A Matter of Continuity
When I began writing Home to Beulah in the fall of 2023, I had no idea that it would morph into a series. Yet, here I am, less than three years later, putting the finishing touches on the fourth title, which I’m calling Snoqualmie Bound. In writing this particular book, I find that I’m constrained by facts, names, dates, and events I’ve mentioned in previous books.
A good example occurs at the beginning of my most recent novel, The Murder of Rhoda Jones. In it a character discovers a wartime letter published in the January 1940 issue of The Benzie Banner. Here it is, as written:
January 1940
The Benzie Banner
Mrs. Allen Hopkins has shared the following letter from her friend Miss Chloe McGrath, who is working as a nurse in the southeast of England.
Dear Grace,
I’m snatching a few moments between shifts to write. If you think that nursing in a once-medieval castle was at all romantic, you can think again! Laundry is laundry anywhere you go. Deep down, the other nurses and I know we’re making a difference, but when we’re coming off a double shift, too tired to move, it’s hard to realize that.
Being where we are [redacted] we’re especially vulnerable to the ever more frequent bombing raids by the Germans. I think their pilots must need glasses; the bombs usually go far astray.
Thank you for the Christmas box you sent. I shared the goodies with the other nurses but did keep the chocolate and the dried cherries for myself. I am beyond grateful to you for sending me my copy of Mary Poppins – I can tell, this is a book I can get lost in, which is badly needed nowadays.
Grace, do you remember the run-in we had with the bear in the U.P. twenty years ago? I could wish for such a fright again; it pales compared to the daily terrors we face here. But I survived that terror, and I’ll survive this one, too.
I hesitate to mention it, for fear of jinxing something, but I’ve met someone I fancy. I’ll tell you more in my next letter, but I vow I’ve never felt this way about anyone before. He’s an English fighter pilot who was here recuperating and has since gone back to his unit.
How I long for a glimpse of Crystal Lake, or a piece of pie from the Cherry Hut!
Gotta go, Love always,
Hugs to you and your family,
Chloe
This letter introduces the information that Chloe McGrath, Grace Hopkins’ best friend, worked overseas as a nurse during World War II. I’ve had to work around that letter in several ways:
Chloe actually meets this “someone” on the ship voyage to England in 1935. As someone suggested to me, meeting him at the hospital does NOT mean she met him for the first time there!

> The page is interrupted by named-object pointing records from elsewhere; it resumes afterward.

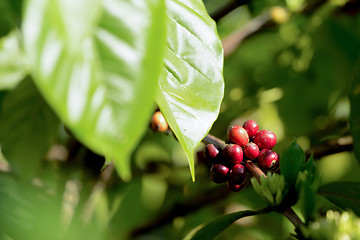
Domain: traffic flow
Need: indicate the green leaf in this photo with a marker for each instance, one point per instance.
(346, 195)
(307, 188)
(354, 120)
(97, 64)
(191, 85)
(270, 188)
(211, 229)
(12, 65)
(292, 160)
(27, 128)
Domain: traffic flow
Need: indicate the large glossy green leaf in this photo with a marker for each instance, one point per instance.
(28, 127)
(12, 66)
(354, 120)
(346, 195)
(191, 85)
(211, 229)
(97, 62)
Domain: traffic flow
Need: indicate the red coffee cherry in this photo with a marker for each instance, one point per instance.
(212, 153)
(237, 134)
(219, 173)
(235, 187)
(251, 150)
(233, 153)
(158, 122)
(238, 174)
(251, 127)
(267, 159)
(265, 139)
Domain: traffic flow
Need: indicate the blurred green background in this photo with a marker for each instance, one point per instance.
(292, 78)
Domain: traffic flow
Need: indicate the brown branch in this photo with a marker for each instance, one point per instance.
(228, 8)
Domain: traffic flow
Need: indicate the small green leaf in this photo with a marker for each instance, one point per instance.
(191, 85)
(354, 120)
(97, 63)
(292, 160)
(12, 66)
(346, 195)
(7, 19)
(307, 196)
(211, 229)
(27, 128)
(270, 188)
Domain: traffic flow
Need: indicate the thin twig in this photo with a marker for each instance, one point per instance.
(228, 8)
(332, 146)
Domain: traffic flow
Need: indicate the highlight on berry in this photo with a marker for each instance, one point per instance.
(243, 143)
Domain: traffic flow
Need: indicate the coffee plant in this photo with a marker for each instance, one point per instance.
(179, 119)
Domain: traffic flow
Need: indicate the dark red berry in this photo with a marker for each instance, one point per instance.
(251, 127)
(236, 187)
(212, 154)
(237, 134)
(238, 174)
(158, 122)
(267, 159)
(233, 153)
(219, 173)
(265, 139)
(251, 150)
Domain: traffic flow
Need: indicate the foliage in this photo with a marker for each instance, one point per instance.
(79, 81)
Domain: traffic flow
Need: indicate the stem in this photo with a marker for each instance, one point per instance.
(228, 8)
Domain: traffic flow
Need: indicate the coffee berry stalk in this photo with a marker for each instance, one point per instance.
(231, 169)
(244, 144)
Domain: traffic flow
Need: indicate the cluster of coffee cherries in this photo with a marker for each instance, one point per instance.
(244, 143)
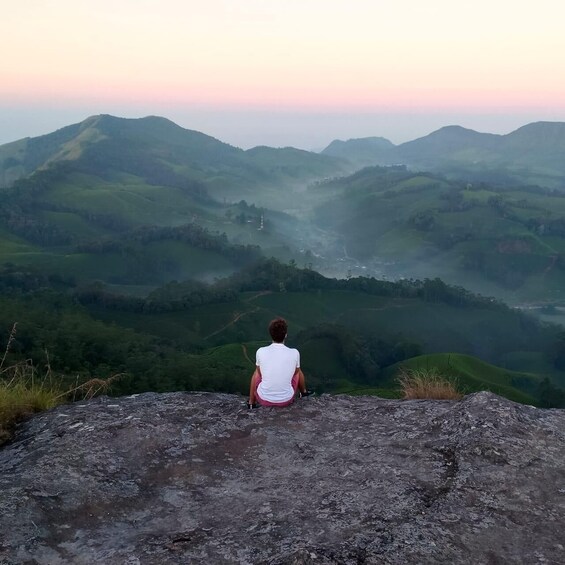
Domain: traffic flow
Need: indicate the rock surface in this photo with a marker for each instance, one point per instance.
(196, 478)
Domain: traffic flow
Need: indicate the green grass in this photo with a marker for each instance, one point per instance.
(472, 375)
(22, 396)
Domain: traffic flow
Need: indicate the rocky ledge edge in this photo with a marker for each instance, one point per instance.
(197, 478)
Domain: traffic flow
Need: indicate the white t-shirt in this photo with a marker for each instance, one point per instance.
(278, 364)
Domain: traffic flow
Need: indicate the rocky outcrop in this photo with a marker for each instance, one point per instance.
(196, 478)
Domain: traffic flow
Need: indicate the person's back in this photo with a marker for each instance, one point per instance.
(277, 363)
(277, 377)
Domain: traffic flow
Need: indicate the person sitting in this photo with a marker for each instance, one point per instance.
(277, 377)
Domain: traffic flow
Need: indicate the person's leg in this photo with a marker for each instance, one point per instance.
(255, 380)
(298, 382)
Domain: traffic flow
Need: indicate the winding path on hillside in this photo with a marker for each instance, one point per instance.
(238, 315)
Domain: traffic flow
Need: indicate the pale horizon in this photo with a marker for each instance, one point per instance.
(292, 73)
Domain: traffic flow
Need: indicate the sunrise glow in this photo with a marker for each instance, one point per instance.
(309, 56)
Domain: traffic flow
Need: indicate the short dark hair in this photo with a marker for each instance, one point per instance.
(278, 329)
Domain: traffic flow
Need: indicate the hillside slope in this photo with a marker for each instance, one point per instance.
(491, 239)
(533, 154)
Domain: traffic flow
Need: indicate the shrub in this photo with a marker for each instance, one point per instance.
(24, 392)
(427, 383)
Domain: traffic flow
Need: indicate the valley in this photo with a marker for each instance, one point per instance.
(140, 247)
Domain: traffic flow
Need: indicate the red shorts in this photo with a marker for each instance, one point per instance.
(293, 384)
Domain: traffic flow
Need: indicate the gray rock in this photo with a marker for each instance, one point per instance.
(197, 478)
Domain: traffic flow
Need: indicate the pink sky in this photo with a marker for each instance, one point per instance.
(220, 60)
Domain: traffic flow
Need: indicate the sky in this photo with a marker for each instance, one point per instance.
(283, 72)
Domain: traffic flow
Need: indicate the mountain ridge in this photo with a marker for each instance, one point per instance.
(534, 154)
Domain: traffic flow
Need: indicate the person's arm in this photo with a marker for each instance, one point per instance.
(253, 386)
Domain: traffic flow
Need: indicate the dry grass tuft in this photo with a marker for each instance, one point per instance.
(24, 392)
(427, 383)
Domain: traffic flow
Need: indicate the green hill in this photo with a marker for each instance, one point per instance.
(471, 375)
(97, 182)
(533, 154)
(491, 239)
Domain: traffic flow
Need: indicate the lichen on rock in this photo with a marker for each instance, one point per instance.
(197, 478)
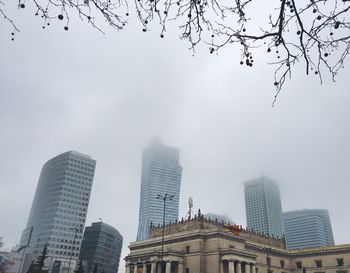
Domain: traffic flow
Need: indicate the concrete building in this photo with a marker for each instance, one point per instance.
(58, 213)
(10, 262)
(161, 174)
(101, 247)
(201, 245)
(308, 228)
(263, 206)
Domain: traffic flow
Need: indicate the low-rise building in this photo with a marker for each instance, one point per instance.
(202, 245)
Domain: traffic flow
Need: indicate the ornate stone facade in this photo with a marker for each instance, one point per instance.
(201, 245)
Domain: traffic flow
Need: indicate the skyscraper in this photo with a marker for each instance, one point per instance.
(101, 248)
(308, 228)
(263, 206)
(161, 174)
(58, 213)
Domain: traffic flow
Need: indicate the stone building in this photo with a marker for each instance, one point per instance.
(202, 245)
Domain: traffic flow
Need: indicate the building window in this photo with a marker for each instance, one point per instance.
(282, 264)
(318, 263)
(299, 265)
(268, 261)
(340, 262)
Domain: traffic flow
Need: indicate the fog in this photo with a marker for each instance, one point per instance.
(108, 95)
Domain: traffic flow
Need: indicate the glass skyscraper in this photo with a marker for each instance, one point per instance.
(161, 174)
(263, 206)
(101, 248)
(58, 213)
(308, 228)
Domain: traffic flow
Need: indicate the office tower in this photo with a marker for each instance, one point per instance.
(58, 213)
(308, 228)
(161, 174)
(101, 248)
(263, 206)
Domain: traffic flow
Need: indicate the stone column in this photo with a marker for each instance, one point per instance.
(246, 268)
(231, 267)
(180, 268)
(153, 267)
(168, 267)
(253, 268)
(238, 267)
(222, 269)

I’m also bound in what I write about what happened in the southeast of England during the years 1935 to 1940. For example, I wanted a certain cottage bombed in 1938, but had to change it to 1940 to fit historic facts.
At the end of my second novel, North to Naubinway, I have several family members visiting the Benzonia Township Cemetery, and so I am bound to work around the names and dates I’ve already established.
The next book in the series, tentatively titled Journey to Benzonia is a fictional account of the Congregationalists and their settlement of Benzie County, Michigan. I’m going to (finally!) spice it up with a DNA mystery or two!